I seem to remember having had a conversation like this before; it pays
to remember that we don't always need the heavy lift of a prover.

> Incompleteness is overrated :-). It is true, of course, but the
> incompleteness theorem only bites, if you use precisely the logic that
> the prover implements for the verification of the prover itself. If
> you change only one of the axioms to something less powerful and still
> manage to verify your prover, the incompleteness theorem does not
> apply, and you still have a very verified prover.

That's exciting but it gets me to wondering abstractly.  Consider a pair
of provers A and B which are duals in some sense.  Each one has been
weakened as you describe, but in different ways.  Because I am not
competent to contrive a believable example, I must settle for a dubious
one[2].  Let us say that prover A cannot decide logical ORs, and prover
B cannot decide logical ANDs.  If--and it may be a big if--we can verify
each of these two provers by using the other, then have we not solved
every class of problem equivalent to Hilbert's Second Problem[3]?

Of course, if two provers don't suffice to make this demonstration, we
need not stop at two.  As long as we can construct a set of provers of
finite cardinality, each appropriately weakened, then assuming unbounded
computing resources we have achieved the same thing.

I assume there is some result in mathematical logic which has foreclosed
this possibility.  Perhaps that it is impossible to construct a finite
set of mutually reinforcing provers.  I would have guessed that your
statement that we can use a weakened prover to verify a stronger one was
already foreclosed by incompleteness.  If not, you have persuaded me
that generations of computer scientists have overestimated what,
exactly, was foreclosed by Gödel.

I should refresh myself with Nagel and Newman in the near future.

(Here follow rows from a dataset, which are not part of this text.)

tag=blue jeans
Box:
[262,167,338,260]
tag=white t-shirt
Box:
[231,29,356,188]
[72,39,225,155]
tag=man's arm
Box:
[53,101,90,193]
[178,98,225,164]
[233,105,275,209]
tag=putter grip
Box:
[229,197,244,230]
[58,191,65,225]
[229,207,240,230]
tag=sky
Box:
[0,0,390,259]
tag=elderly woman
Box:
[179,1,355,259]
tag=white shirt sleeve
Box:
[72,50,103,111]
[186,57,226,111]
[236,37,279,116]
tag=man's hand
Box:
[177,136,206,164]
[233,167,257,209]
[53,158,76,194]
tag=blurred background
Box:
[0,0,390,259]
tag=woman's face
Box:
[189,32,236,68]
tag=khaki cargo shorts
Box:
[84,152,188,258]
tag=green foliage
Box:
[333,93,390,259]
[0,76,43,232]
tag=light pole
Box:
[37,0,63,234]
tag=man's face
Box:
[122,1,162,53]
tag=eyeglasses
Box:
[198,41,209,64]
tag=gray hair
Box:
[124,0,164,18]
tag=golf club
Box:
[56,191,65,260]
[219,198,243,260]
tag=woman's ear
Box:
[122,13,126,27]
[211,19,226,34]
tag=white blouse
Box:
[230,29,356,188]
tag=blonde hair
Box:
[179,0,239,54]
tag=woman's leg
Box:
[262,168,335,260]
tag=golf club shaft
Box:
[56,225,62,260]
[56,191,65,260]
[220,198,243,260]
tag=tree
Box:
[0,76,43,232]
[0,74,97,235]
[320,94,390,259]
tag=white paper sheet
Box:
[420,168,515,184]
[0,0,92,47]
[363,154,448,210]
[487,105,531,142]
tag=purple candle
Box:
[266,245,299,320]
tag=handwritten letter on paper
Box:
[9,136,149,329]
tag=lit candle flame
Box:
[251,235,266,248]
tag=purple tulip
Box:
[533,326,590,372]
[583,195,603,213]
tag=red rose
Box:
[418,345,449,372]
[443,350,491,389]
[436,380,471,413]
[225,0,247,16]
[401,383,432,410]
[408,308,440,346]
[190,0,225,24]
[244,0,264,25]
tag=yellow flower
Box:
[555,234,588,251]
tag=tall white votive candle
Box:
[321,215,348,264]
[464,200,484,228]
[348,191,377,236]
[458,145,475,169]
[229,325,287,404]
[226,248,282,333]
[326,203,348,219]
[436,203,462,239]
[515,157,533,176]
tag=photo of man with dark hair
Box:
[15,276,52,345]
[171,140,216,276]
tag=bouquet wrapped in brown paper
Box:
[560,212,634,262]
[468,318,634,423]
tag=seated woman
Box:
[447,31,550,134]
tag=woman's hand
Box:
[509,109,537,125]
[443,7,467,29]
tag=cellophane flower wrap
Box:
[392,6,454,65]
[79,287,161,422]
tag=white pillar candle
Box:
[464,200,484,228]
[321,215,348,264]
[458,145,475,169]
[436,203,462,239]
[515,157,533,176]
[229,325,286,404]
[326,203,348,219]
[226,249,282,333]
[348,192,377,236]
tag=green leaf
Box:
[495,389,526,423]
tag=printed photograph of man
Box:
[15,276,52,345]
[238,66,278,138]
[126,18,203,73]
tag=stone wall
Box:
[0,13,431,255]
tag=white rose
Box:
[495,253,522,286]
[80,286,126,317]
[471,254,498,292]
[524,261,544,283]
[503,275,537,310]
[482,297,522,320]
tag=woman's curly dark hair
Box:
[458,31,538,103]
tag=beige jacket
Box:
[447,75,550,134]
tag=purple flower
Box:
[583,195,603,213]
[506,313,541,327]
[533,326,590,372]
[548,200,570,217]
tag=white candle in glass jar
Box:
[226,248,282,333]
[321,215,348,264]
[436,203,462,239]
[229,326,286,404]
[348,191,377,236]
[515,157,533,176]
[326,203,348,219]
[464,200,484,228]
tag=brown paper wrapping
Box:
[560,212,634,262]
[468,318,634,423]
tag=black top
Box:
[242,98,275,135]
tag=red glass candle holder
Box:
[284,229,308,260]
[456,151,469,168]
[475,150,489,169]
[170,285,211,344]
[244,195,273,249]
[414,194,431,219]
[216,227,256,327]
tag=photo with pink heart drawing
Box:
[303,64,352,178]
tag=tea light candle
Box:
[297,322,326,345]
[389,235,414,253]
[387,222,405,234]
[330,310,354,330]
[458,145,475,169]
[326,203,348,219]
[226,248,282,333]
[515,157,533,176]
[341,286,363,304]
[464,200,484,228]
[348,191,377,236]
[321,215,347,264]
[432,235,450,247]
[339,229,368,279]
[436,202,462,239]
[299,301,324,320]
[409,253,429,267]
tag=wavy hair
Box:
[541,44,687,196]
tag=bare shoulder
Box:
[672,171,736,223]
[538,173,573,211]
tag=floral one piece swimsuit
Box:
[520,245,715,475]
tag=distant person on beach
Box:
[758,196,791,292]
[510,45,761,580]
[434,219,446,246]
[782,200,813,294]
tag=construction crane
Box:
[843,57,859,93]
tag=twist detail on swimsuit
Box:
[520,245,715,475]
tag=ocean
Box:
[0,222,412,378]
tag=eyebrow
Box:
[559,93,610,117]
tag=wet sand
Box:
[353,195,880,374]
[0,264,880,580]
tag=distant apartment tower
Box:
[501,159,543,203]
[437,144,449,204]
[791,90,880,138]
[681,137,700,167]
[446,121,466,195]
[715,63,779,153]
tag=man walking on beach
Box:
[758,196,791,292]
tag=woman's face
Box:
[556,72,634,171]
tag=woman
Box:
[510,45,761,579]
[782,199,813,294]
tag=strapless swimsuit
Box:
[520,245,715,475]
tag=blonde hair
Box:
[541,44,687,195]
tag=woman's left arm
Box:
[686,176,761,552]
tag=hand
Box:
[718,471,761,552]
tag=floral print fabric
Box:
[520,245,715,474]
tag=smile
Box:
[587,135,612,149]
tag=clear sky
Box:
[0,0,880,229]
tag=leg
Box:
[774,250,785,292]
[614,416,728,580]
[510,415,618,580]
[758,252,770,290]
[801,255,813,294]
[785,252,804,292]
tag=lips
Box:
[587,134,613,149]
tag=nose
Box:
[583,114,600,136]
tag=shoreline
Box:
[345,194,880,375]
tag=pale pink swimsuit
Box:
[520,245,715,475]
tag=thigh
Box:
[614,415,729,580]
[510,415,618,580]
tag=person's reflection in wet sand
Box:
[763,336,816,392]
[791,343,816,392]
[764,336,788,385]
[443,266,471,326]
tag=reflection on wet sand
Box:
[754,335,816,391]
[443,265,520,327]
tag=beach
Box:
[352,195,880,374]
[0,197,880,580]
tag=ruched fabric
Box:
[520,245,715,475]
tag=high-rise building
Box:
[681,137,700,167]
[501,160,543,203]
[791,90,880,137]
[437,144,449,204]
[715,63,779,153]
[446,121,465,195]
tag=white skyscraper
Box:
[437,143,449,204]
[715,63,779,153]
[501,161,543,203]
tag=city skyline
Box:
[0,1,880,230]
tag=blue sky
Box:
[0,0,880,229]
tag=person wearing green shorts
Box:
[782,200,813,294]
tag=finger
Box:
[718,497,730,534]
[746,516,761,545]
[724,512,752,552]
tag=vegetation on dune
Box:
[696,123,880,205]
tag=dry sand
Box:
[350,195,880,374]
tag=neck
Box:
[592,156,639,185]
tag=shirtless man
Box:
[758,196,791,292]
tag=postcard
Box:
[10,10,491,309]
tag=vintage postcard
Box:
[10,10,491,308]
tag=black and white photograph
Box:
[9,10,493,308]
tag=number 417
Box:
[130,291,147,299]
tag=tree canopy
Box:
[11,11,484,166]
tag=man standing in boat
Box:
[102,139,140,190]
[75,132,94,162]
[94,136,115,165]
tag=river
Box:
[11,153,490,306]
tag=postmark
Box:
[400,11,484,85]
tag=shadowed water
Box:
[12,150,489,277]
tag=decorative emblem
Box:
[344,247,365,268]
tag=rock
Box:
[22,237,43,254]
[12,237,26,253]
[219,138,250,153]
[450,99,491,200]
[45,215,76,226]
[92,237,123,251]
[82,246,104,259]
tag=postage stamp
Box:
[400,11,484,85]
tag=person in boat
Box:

> https://github.com/CakeML/cakeml/tree/master/candle
> 
> Given that you could even leave out file system and most other
> infrastructure by baking a proof representation into the image that is
> loaded into memory at boot, a fully verified binary-level proof
> checking system is not that far off once the Candle prover is usable
> and we have a powerful-enough export tool from Isabelle (which we use)
> into Candle.

I now imagine an object loader which invokes the proof-checking system,
coupled with "fat binaries" that embed proofs about themselves inside a
dedicated ELF section.

> Hopefully much fewer than 8 years.

I admit that my time projection is due entirely to the Coen Brothers and
not any sort of engineering estimate.

Regards,
Branden

[1] 
https://dwheeler.com/trusting-trust/dissertation/wheeler-trusting-trust-ddc.pdfo

[2] My example is unconvincing because NOR is a functionally complete
operator for Boolean logic.  That is, one can construct both AND and OR
operators through appropriate combinations of NOR gates.
        https://en.wikipedia.org/wiki/Functional_completeness

[3] This is the one that Whitehead and Russell purported to have
cracked, only for Gödel to have kicked the football away.